Fünf Personen, die sich zu Beginn unter die Zusehenden mischen, ziehen sich ganz unerwartet aus, bis sie nackt und bloß ihre vorgeschriebenen Positionen im Raum einnehmen. Da stehen sie nun wehrlos, den Blicken des Publikums ausgeliefert und brüllen, aus ihrem tiefsten Inneren kommend, sich zu rhythmischen Percussion-Klängen und diffusen, unberechenbaren elektronischen Geräuschen ( Sound Günther Auer) ab und zu Schmerzensschreie aus dem Leib. Langsam verlassen sie nach und nach ihre Positionen, um sich zu kleinen Gruppen zusammenzufinden und für Augenblicke regungslos zu verharren.

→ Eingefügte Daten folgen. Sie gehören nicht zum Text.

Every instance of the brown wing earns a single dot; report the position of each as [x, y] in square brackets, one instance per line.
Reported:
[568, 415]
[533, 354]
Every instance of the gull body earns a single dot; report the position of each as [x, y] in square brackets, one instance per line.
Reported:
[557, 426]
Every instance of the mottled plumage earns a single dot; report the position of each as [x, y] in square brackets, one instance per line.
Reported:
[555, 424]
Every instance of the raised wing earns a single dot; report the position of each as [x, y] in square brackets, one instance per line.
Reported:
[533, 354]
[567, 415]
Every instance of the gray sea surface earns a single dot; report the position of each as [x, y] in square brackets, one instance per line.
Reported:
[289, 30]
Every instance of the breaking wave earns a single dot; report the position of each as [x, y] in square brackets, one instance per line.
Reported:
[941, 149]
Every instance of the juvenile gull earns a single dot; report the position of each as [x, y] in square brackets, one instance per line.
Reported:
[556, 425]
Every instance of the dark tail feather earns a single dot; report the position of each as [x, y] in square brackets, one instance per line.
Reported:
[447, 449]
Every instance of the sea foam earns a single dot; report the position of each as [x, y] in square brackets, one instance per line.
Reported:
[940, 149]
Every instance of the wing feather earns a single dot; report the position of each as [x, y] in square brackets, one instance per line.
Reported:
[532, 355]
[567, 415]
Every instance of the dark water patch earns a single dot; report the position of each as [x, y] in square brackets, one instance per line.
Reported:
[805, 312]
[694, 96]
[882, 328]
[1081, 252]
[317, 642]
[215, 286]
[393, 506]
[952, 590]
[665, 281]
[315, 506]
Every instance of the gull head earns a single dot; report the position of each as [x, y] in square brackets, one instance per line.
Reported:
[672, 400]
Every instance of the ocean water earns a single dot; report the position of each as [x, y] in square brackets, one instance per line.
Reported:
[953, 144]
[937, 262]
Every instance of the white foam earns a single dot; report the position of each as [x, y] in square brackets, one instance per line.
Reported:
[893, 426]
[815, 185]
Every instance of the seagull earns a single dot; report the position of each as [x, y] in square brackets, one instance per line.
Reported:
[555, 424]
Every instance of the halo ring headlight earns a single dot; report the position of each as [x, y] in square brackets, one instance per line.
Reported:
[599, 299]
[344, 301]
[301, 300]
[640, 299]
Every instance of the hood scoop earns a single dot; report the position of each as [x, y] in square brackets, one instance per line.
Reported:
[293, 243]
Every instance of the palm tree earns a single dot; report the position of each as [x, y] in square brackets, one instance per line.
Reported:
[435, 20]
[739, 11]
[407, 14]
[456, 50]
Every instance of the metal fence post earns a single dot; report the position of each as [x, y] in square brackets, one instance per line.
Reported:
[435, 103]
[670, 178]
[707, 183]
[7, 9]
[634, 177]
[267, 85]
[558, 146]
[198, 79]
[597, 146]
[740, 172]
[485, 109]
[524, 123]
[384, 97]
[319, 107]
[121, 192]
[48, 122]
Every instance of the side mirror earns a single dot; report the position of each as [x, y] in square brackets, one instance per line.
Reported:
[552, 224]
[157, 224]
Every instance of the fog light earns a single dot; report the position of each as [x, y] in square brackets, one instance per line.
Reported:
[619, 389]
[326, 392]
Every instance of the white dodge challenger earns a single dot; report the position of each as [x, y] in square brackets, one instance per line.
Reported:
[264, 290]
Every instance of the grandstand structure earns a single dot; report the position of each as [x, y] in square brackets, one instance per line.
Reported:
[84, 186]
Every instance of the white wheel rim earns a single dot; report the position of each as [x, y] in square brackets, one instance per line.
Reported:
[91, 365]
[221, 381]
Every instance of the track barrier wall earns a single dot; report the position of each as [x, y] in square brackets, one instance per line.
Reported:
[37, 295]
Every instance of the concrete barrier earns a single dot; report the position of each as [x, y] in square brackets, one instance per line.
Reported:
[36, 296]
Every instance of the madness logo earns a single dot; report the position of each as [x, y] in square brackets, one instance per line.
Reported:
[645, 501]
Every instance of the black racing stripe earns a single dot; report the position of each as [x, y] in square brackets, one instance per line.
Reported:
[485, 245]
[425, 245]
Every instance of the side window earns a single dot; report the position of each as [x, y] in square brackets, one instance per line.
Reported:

Dabei erinnern sie an jene griechischen Skulpturenanordnungen, die größtenteils nur in Fragmenten oder römischen Nachbildungen erhalten sind, wie zum Beispiel die berühmte Laokoongruppe. Dennoch sind es im Stück von Bosse keine nachgestellten, emblematischen Bilder, die zu sehen sind. Vielmehr solche, die sich aus dem Stückkontext ergeben und sich erst im Nachhinein erschließen. Hätte man im Anschluss an die Vorstellung die Kombinationen der einzelnen Figuren noch im Gedächtnis, sei hinzugefügt. Zumindest aber kann man sich daran erinnern, dass die Kernaussage emotional nachvollziehbare Schmerzenszustände vermittelte. Und etwas Anderes wäre auch nicht passend. Denn die Tragik von Tantalos, der zur Strafe, dass er den Göttern Nektar und Ambrosia stahl, lebenslange Qualen erleiden musste und seine Nachkommen verflucht wurden, lässt sich auch nicht anders darstellen.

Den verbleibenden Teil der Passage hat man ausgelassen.